Some may argue that the beauty of blogging lies in the way that peer review occurs in the comments and that the flaws of unprofessional posts are quickly pointed out by readers. I agree that this can be the case, but it is not consistently so. For most archaeo/anthro-bloggers, our audiences are very small and a problematic post may not be subject to very much criticism at all. Further, it may not be the correct kind of criticism, since readers of blogs may themselves not have the appropriate skills  to identify flaws and may not necessarily even be aware of relevant professional standards. One way around this may be to create a ‘research blogging’ style blog where  posts are to some extent peer reviewed in relation to an editorial policy (see my suggestion about Four Stone Hearth here). But I digress.

I am certainly not suggesting that students and recent graduates should not blog. Learning how to write good research blog posts is almost as important as learning to give a  conference presentation or prepare an academic poster. Blogs are clearly not recognised as a form of academic publishing, but the benefits of writing them are diverse and significant, particularly for students. However, students and recent graduates face unique risks when they decide to start blogging and as such, they should be learning about blogging at University level and encouraged to write and critique blog posts in a sheltered and supportive learning environment. That doesn’t mean telling students to simply “go write a blog”, but rather, incorporating it into the assessment process, providing feedback and helping them to develop and improve their skills. That way, when they do go out into their various professional careers they will better positioned to use blogs professionally rather than as professionals who use blogs poorly.

Edit (16 March):

You can read Colleen’s wrap of contributions on this question here.
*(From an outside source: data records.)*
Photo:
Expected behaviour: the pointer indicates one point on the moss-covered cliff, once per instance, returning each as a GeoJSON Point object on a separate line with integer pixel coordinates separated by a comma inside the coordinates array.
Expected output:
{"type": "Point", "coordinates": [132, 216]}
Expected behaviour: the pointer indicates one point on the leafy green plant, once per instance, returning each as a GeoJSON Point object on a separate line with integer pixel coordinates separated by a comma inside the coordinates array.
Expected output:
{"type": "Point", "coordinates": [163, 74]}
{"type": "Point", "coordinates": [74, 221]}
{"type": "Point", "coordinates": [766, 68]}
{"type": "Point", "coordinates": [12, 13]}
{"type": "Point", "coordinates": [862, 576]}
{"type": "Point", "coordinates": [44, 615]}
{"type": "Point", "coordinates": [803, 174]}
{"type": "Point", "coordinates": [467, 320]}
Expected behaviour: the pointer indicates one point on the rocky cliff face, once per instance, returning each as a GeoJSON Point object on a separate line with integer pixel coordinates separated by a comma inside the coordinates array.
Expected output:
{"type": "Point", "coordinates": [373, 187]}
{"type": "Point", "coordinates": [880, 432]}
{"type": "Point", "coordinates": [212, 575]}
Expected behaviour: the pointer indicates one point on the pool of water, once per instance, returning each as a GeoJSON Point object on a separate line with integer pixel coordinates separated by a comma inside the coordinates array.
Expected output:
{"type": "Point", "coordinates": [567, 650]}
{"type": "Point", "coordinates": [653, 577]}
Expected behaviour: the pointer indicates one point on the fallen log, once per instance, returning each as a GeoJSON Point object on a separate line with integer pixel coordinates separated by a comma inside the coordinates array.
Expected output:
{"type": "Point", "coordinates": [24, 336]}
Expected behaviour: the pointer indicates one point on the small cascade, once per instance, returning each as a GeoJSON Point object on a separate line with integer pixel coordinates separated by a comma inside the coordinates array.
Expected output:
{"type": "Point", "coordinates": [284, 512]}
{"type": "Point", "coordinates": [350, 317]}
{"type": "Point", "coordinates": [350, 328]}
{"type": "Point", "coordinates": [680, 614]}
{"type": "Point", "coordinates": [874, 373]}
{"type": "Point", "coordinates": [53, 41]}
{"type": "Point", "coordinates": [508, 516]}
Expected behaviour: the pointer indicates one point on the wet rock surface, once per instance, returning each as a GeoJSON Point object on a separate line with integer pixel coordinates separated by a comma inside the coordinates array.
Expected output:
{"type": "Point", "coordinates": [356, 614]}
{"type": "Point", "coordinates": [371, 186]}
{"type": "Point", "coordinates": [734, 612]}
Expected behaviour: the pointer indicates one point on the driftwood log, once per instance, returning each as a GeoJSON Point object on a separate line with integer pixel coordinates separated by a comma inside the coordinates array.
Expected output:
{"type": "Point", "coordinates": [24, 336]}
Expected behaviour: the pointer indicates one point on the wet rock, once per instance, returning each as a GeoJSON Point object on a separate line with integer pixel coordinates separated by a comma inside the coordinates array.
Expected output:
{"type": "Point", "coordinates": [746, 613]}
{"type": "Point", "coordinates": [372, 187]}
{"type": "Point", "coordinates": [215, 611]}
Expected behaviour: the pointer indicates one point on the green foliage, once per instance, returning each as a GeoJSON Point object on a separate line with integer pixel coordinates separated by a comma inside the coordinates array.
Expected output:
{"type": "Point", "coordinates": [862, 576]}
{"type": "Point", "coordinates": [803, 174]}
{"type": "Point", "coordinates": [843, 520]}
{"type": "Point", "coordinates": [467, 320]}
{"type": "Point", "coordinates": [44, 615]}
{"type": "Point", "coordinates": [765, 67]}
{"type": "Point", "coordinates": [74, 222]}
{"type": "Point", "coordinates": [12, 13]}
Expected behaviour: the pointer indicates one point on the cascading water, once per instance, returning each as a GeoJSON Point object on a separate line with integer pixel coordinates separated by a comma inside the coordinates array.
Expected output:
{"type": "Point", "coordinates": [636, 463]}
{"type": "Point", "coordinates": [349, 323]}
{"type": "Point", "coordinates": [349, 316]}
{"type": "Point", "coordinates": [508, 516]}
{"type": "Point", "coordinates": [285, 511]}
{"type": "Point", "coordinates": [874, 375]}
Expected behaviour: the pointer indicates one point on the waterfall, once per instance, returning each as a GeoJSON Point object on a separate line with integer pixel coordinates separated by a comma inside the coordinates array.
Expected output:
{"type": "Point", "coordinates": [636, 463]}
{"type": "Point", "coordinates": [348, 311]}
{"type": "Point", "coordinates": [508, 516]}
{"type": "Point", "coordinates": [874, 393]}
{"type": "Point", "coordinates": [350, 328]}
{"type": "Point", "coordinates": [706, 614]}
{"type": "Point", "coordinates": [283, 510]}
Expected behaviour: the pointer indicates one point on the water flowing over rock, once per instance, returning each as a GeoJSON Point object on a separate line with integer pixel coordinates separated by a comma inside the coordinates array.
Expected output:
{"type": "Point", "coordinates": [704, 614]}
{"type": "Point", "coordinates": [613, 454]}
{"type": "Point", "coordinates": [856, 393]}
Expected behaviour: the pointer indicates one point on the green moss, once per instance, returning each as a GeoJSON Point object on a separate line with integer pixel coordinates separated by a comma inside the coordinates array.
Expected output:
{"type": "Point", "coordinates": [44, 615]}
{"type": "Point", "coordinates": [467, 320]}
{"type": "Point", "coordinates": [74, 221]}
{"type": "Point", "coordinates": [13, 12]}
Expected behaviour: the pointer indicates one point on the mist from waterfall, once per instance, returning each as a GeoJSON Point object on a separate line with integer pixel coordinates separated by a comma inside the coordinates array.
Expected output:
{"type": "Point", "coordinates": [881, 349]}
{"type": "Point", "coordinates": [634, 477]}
Some great work, including some contributions from a few CRM/heritage management archaeologists that I wasn’t aware of, as well as a post from Terry Brock on maintaining integrity in archaeological blogging. However, I don’t tend to agree with Colleen’s implication that maintaining a professional stance means writing boring, dry blog posts – I think the best kinds of blogs are those that are engaging and of wide appeal, provided they don’t send the wrong messages. Colleen’s own blog is a good example of an engaging style that sends the right kinds of messages to readers. Let’s face it, blogging doesn’t count for anything in relation to measurable academic outputs, and so there’s not much point writing posts that 10 people might read. Better to write openly and accessibly so that others might enjoy reading your work and to learn about archaeological ethics and professional standards.